Currently, the ULEZ is in force in the same area as the Congestion Charge Zone but will expand to the North and South Circular Road, covering the 32 London Boroughs and City of London as of October 2021 with estimates of more than 2.5 million cars incurring the charges when the zone is increased. Since April of this year drivers of non-compliant older vehicles are forced to pay a daily charge of £12.50, this equates to £87.50 a week or £4550 a year, meaning that regular drivers will soon need to replace their older vehicles in order to avoid the daily penalty where they live. At present, only electric or hybrid vehicles as well as the latest euro 6 standard diesels, euro 4 or newer petrol vehicles are exempt from the charge.
The Mayor of London also urged “.. government ministers to follow London’s lead and help clean our filthy air once and for all, by toughening up targets to meet the WHO air quality guidelines by 2030...” with reports emerging that Bristol is set to become the first UK city that will introduce an 8 hour ban for diesel vehicles that will see owners fined should they enter the clean air zone during the restricted hours.

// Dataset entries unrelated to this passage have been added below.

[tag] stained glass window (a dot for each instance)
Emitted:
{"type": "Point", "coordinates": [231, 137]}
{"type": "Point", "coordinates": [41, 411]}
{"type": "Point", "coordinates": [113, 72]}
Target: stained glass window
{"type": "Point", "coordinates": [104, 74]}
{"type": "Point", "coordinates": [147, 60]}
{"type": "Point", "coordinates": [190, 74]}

With air pollution accountable for long term health effects such as heart disease, lung cancer, respiratory diseases and even leading to premature death, it’s hardly surprising that this is vastly becoming a global issue. While there is still a long way to go in reducing air pollution, the success of London’s scrappage scheme could very well be the catalyst, leading to similar schemes being enforced in highly polluted cities across the UK.